Too little time for everything today. Found more beautiful postcards.
“I enjoyed the camping in the forest watching lemurs and catching insects [in Madagascar]… I like the bats but the 8 inch spiders are a bit off-putting… The zoological interest in the capital is the fleas which I tend to attract more than other people. Soon going to Morondava in the west to collect mosquitoes…”
“The weather has been intermittently good [Loch Tummel] – the only trouble is when the sun comes out so do the midges…”
“We left Bali in dreadful rain on 3rd June [sailing]. One man got sick so we had to get out the navigation instruments to find our way to Cocos and get him off. I like the beach we’re staying on. Coconuts everywhere but also lots of – [illegible: what could it be? maybe ‘ants’] unfortunately.”

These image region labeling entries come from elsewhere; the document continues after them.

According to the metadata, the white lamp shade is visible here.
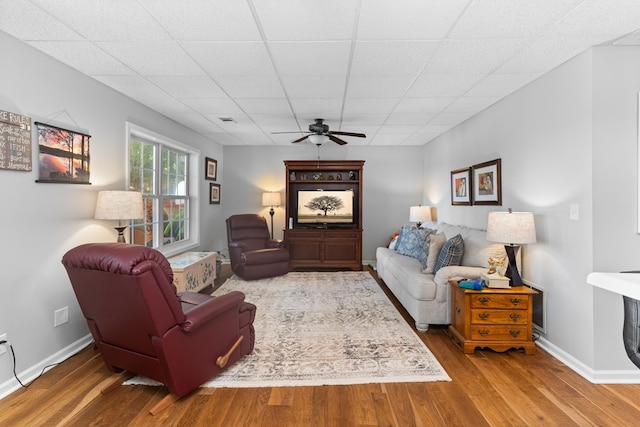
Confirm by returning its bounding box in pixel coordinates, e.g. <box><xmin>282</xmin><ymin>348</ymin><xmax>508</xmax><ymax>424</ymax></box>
<box><xmin>409</xmin><ymin>206</ymin><xmax>431</xmax><ymax>222</ymax></box>
<box><xmin>309</xmin><ymin>133</ymin><xmax>329</xmax><ymax>145</ymax></box>
<box><xmin>487</xmin><ymin>212</ymin><xmax>536</xmax><ymax>245</ymax></box>
<box><xmin>262</xmin><ymin>192</ymin><xmax>282</xmax><ymax>206</ymax></box>
<box><xmin>95</xmin><ymin>191</ymin><xmax>144</xmax><ymax>220</ymax></box>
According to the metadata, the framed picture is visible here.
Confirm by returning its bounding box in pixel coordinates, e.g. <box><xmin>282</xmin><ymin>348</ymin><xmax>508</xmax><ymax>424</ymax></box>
<box><xmin>471</xmin><ymin>159</ymin><xmax>502</xmax><ymax>206</ymax></box>
<box><xmin>209</xmin><ymin>183</ymin><xmax>220</xmax><ymax>205</ymax></box>
<box><xmin>204</xmin><ymin>157</ymin><xmax>218</xmax><ymax>181</ymax></box>
<box><xmin>36</xmin><ymin>122</ymin><xmax>91</xmax><ymax>184</ymax></box>
<box><xmin>451</xmin><ymin>168</ymin><xmax>471</xmax><ymax>205</ymax></box>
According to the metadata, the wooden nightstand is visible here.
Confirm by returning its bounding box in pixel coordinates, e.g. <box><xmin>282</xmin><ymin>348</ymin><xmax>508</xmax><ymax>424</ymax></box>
<box><xmin>449</xmin><ymin>281</ymin><xmax>537</xmax><ymax>354</ymax></box>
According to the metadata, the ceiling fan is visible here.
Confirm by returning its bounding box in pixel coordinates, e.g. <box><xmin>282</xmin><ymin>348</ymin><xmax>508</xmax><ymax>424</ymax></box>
<box><xmin>271</xmin><ymin>119</ymin><xmax>367</xmax><ymax>146</ymax></box>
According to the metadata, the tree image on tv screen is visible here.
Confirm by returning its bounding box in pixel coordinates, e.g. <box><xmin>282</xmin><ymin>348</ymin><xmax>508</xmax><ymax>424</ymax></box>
<box><xmin>304</xmin><ymin>196</ymin><xmax>344</xmax><ymax>216</ymax></box>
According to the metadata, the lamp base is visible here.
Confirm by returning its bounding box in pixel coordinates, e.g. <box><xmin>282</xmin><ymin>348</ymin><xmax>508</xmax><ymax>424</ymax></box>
<box><xmin>269</xmin><ymin>206</ymin><xmax>276</xmax><ymax>240</ymax></box>
<box><xmin>113</xmin><ymin>225</ymin><xmax>127</xmax><ymax>243</ymax></box>
<box><xmin>504</xmin><ymin>245</ymin><xmax>524</xmax><ymax>286</ymax></box>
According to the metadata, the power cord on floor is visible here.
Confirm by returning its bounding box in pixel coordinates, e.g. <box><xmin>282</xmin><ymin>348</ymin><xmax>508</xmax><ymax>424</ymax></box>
<box><xmin>0</xmin><ymin>340</ymin><xmax>93</xmax><ymax>388</ymax></box>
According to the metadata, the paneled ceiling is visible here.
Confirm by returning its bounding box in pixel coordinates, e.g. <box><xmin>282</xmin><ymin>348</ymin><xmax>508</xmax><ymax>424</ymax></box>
<box><xmin>0</xmin><ymin>0</ymin><xmax>640</xmax><ymax>146</ymax></box>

“After a time my acquaintance gave up his job and took a market garden, taking his son into partnership. I gather he and his son quarrelled about money and other things (the son called him senile, so I suppose was wanting to introduce new methods which his father didn’t approve of) so they parted and sadly are not yet reconciled.”
“I must go off now and support her while she has an old relation to coffee and a chat. The lady is a horror; lame with arthritis which she can’t help, deaf which she can’t help, but self-interested to a degree and the rest of the world can go hang – which perhaps she could do something about…”
“I’ve had a reply from him about the book. As expected, he objects to my book being published at all, but he didn’t give me specific information on what parts he considers to be libellous…”
“We are flying out on Saturday… X is going on Thursday. We are a bit upset as flying is very expensive and she is driving – much cheaper – only two days beforehand. We are sure there is no other reason than she could have thought that we could have gone together [but didn’t]…”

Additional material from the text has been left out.